And my four year old loves the double stroller. She walks when she wants, and when she gets tired she can ride. Or like today when we had to wait in line at the PO, she brought books and toys so she could sit and play with them.


----------



## User101 (Mar 3, 2002)

Returning and reopening.









Please keep the User Agreement in mind when posting, and be respectful to one another. You're more than welcome to engage in polite debate while discussing the topic at hand; you are not welcome to call each other judgmental, engage in namecalling, post to discuss other members' behavior on the thread, or personally attack/take issue with other members.

That said, carry on.


----------



## ~pi (May 4, 2005)

Quote:


Originally Posted by *sisteeesmama* 
I have never had a 3yo that actually wanted to be in a stroller.

My 3 yo is totally happy to get in the stroller partway into regular 7-10 mi walks with multiple playground stops along the way. He is also happy to get in the Ergo halfway through mountain hikes, despite being otherwise adamantly opposed to the idea.
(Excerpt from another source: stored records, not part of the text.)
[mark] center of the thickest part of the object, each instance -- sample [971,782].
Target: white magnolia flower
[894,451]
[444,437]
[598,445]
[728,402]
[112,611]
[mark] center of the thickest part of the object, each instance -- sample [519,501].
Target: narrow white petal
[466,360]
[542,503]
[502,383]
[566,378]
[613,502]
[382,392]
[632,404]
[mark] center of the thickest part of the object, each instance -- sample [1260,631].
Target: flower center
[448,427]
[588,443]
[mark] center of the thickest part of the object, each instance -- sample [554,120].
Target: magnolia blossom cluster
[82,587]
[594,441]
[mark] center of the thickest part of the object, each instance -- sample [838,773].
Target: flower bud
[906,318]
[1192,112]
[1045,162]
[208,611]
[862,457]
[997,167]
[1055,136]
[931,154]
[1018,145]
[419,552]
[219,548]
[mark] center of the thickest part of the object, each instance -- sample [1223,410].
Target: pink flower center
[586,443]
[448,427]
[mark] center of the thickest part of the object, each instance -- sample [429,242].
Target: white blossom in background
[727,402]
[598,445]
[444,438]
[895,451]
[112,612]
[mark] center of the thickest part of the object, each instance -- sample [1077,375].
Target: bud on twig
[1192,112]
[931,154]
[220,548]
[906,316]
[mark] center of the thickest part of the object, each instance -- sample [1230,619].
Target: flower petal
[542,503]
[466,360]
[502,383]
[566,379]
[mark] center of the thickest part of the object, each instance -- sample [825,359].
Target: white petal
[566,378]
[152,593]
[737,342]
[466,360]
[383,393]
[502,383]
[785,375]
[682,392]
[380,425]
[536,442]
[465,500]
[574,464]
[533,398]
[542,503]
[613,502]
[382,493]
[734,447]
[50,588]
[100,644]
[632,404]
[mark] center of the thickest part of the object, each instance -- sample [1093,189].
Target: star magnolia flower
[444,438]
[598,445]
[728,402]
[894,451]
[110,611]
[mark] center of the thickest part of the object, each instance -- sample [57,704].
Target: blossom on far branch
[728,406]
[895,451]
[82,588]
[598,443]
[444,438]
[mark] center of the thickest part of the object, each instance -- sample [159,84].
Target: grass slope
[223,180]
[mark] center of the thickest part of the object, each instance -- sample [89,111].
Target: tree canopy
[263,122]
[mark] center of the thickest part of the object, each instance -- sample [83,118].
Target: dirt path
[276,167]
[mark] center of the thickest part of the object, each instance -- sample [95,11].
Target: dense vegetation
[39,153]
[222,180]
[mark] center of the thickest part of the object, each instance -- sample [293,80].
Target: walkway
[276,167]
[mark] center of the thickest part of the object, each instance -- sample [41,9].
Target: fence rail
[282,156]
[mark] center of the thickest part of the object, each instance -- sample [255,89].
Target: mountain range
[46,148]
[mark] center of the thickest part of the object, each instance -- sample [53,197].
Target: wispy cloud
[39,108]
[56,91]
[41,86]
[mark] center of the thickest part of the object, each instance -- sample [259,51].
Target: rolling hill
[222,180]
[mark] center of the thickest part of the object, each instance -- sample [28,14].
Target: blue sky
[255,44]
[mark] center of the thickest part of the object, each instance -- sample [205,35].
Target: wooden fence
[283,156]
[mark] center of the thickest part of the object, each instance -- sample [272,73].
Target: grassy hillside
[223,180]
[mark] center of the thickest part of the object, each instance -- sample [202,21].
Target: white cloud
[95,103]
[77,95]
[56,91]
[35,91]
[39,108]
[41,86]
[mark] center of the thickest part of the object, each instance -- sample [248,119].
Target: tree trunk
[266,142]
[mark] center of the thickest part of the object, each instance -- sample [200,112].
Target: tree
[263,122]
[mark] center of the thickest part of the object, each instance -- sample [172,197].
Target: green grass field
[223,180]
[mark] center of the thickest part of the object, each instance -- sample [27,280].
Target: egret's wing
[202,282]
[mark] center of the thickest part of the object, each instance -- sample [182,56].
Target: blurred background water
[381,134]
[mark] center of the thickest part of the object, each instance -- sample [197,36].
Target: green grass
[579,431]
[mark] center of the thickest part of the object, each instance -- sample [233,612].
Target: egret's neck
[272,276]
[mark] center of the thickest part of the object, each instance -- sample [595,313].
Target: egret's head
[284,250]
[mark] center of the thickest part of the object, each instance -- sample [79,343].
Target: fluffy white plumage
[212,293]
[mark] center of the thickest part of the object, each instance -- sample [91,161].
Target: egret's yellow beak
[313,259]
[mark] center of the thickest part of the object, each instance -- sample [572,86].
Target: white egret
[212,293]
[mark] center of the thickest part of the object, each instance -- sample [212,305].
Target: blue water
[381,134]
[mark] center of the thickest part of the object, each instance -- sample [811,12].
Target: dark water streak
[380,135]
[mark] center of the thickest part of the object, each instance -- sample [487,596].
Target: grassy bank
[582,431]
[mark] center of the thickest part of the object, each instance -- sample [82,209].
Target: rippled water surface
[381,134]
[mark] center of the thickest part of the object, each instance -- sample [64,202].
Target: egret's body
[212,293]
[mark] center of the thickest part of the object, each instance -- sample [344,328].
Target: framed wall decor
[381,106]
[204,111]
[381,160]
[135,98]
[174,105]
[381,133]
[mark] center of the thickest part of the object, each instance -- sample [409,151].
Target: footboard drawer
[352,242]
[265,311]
My experience: Get a child tired enough and that child will be happy to ride in whatever conveyance s/he is offered.

I understand the no-stroller idea. We didn't even buy a stroller until DS was almost 18 months old. We borrowed a ten year old pram/stroller from a neighbour when DS was a baby, but with one child, in a city, I found it easier to get around on public transportation with him in a carrier of some sort. We mostly used the pram for walking to the grocery store, because we could then use the basket to carry groceries home more easily. As DS got older, we found the pram more and more useful.

A stroller can be incredibly useful and convenient, _especially when you walk a lot of places_. Necessary? Maybe not. Convenient and can replace driving? Yes.

I'm sure that some people have children who have walked 20 miles daily from the time they could toddle. And they do it without complaining. Uphill both ways. Just because that's what was expected of them.

Sadly, I wasn't smart enough to build that particular model.


----------



## Altair (May 1, 2005)

Didn't see the actual link to the article a PP wrote about-- mother's and children taking up space. it was on salon.com and written by a mother in my neighborhood. (park slope brooklyn)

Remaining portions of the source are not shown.